These reports are all very true, but send the wrong message and obscure an important reality: wilderness is almost completely gone already. Instead of preserving wilderness, we should be trying to re-establish wilderness.
The message of these articles seems to be: we’d better find a way to jumpstart tourism, in order to save the wilderness! But this usage of the term “wilderness” reflects a complete blindness to the total human domination of the planet. Wilderness, by definition, is something outside of the human sphere. Merriam Webster defines wilderness as “a tract or region uncultivated and uninhabited by human beings.” But if wildlife has to “pay its way” in the human economy through eco-tourism, then it is part of the human sphere already. These “wilderness areas” are in reality run for the benefit of humans—in effect, a gigantic zoo, with close to ideal “natural” conditions.
I’m not saying that these wilderness areas are a bad idea! But they are still part of our human economy. Wilderness should be one of the rights of the natural world, it shouldn’t be an economic bargaining chip. True wilderness has mostly (if not entirely) vanished from the face of the earth. What I object to is not these “wilderness” areas themselves, which are actually a positive development under the circumstances, but the way that our use of language has obscured the reality of what has already happened to wilderness.
Do we need to claim every last square inch of the planet as part of the human domain? The truly wild areas that are still intact survive only because they are areas worthless to humans, like the Sahara Desert and Antarctica. The only way to preserve any meaningful wilderness area is not to preserve it, but to re-establish it.
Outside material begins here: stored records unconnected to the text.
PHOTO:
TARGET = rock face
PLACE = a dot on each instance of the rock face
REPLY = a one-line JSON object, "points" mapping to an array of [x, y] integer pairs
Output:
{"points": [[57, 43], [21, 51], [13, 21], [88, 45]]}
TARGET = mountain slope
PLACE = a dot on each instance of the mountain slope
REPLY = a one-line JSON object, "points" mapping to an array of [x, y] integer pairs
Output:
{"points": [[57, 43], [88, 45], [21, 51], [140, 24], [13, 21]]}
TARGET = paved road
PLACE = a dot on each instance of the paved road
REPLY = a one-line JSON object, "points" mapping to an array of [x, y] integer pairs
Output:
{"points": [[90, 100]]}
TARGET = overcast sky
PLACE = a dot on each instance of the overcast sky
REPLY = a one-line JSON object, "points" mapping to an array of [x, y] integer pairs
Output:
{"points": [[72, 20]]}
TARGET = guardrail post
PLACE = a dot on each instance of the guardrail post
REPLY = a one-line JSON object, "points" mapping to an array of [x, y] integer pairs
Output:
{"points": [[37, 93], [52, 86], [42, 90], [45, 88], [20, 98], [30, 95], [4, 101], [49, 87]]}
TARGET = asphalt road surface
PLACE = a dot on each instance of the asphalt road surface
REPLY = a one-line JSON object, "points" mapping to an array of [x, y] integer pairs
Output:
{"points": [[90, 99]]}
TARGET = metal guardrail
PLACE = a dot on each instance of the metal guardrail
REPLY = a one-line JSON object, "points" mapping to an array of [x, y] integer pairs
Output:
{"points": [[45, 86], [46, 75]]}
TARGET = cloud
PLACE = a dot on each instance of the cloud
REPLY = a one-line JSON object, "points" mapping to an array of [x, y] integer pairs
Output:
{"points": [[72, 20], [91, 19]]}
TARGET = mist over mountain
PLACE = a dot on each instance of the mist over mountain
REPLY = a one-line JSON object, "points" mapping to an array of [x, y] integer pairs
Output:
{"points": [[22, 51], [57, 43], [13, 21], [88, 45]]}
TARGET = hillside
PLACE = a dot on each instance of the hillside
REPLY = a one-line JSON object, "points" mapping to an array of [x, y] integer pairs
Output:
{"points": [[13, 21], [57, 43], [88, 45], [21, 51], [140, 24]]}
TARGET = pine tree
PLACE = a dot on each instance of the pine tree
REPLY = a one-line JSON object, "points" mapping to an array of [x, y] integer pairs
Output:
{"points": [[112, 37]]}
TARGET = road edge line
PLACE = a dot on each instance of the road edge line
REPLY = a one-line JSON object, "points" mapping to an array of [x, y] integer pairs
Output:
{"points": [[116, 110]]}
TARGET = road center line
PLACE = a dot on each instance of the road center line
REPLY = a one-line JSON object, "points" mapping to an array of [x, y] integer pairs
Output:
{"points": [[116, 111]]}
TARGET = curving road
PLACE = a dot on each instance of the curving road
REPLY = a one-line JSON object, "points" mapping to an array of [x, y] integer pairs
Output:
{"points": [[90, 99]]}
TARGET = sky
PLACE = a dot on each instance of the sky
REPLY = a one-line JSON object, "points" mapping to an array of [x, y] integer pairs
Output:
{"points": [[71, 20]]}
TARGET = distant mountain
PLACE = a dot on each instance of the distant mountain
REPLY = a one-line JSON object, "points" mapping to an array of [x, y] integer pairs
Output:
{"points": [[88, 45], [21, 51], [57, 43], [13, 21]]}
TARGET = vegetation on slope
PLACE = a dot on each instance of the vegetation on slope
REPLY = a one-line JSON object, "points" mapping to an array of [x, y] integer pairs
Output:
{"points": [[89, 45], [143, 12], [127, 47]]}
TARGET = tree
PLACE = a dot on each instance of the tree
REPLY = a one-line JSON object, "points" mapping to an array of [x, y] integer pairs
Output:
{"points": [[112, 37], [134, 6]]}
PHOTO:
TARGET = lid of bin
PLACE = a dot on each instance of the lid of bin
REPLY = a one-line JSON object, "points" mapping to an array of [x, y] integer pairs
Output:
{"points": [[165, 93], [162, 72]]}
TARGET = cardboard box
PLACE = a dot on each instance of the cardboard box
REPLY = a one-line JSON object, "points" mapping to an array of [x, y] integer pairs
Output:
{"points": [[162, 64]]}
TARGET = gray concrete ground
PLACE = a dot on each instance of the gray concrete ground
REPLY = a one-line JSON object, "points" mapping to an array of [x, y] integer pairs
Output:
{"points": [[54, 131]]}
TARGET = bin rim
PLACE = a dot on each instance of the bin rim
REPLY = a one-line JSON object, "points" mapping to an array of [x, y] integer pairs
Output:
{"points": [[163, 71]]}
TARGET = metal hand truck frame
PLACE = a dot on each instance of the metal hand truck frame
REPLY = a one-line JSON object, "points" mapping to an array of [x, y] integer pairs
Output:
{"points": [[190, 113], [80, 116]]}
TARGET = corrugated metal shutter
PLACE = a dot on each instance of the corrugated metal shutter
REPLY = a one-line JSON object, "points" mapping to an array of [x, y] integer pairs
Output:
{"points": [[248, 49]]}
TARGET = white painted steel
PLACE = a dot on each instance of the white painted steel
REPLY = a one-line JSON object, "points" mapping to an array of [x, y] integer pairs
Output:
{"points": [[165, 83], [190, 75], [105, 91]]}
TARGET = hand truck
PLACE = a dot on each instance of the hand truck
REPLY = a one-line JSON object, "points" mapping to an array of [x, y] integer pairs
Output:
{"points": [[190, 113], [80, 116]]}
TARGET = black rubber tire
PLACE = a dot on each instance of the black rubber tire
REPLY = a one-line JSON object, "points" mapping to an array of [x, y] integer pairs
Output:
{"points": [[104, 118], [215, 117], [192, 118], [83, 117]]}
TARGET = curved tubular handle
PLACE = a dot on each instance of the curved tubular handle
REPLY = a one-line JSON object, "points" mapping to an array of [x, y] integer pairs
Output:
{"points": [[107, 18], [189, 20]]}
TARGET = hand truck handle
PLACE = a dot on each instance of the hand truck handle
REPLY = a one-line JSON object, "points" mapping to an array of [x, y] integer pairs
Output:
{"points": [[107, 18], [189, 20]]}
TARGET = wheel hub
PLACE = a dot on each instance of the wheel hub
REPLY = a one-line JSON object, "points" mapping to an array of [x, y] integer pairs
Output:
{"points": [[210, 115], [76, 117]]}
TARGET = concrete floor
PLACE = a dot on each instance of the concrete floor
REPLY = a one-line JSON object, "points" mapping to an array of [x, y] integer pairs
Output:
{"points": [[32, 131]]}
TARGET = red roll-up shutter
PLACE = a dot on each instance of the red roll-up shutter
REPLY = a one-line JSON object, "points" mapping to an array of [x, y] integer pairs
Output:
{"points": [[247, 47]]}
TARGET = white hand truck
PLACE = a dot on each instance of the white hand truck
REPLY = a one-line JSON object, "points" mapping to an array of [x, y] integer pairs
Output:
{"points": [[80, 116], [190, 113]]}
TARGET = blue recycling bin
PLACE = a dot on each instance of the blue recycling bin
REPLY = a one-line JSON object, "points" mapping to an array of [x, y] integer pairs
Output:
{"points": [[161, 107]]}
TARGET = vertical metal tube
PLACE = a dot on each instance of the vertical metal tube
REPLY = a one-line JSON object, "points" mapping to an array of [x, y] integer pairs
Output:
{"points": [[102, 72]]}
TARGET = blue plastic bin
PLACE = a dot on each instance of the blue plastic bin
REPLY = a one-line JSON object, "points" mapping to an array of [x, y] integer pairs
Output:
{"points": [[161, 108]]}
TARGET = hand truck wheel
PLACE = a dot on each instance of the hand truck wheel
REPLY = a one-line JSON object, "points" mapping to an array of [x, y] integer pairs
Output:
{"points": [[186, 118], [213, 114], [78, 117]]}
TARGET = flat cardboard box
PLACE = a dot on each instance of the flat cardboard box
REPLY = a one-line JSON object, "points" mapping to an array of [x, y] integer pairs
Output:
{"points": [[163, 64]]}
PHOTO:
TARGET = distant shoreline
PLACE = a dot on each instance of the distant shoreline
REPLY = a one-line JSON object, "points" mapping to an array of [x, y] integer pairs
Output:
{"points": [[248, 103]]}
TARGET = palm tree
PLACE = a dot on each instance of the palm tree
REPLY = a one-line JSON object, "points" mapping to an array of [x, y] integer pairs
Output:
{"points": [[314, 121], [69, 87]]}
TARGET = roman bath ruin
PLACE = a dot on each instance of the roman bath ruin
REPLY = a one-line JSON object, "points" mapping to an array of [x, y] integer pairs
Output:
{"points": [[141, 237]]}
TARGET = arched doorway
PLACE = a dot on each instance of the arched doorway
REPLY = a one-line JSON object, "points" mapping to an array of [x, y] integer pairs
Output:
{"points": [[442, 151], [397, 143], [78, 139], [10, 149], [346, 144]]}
The animal rights movement is mostly focused on domesticated animals—cows, pigs, chickens, foxes and minks on “fur farms,” and sometimes animals used in experiments. Their emphasis is understandable; the overwhelming preponderance of suffering animals are domesticated animals. Unfortunately, the reason that almost all the suffering animals are domesticated, is because we’ve already wiped out most of the wilderness!
Don’t wild creatures have “rights” just as much as we do, or the domesticated animals do, whom we are striving so hard to liberate? What do we, as animal advocates, propose to do with animals once we “liberate” them? The overwhelming preponderance of large land animals (over 95% of the biomass) is humans and their livestock, and most of that is livestock, not humans. There are three times as many domesticated birds (poultry in factory farms) than there are of wild birds.
We’ve already shot past the limits to growth in several ways. The current economic collapse is not a temporary condition; it is a new, permanent state. The human sphere is destined to shrink, either by design or by necessity. This is bad news for human capitalism, but good news for everything else on the planet. Vegans, vegetarians, and the animal liberation movement need to be thinking about what this means and what our role in nature — our new role — will be.
There is a place for humans on the planet, but not for this many humans and this many livestock animals. Why don’t we return half of the planet to wilderness, exactly as E. O. Wilson has proposed in his book Half-Earth? For the time being, we will have to ourselves “police” the planet, mostly (but not entirely) policing ourselves. “Half-Earth” is not a far-fetched goal, because most land use on the planet is precisely devoted to livestock agriculture. Once we get rid of, or drastically reduce, livestock agriculture, then we can talk more seriously about re-establishing wilderness.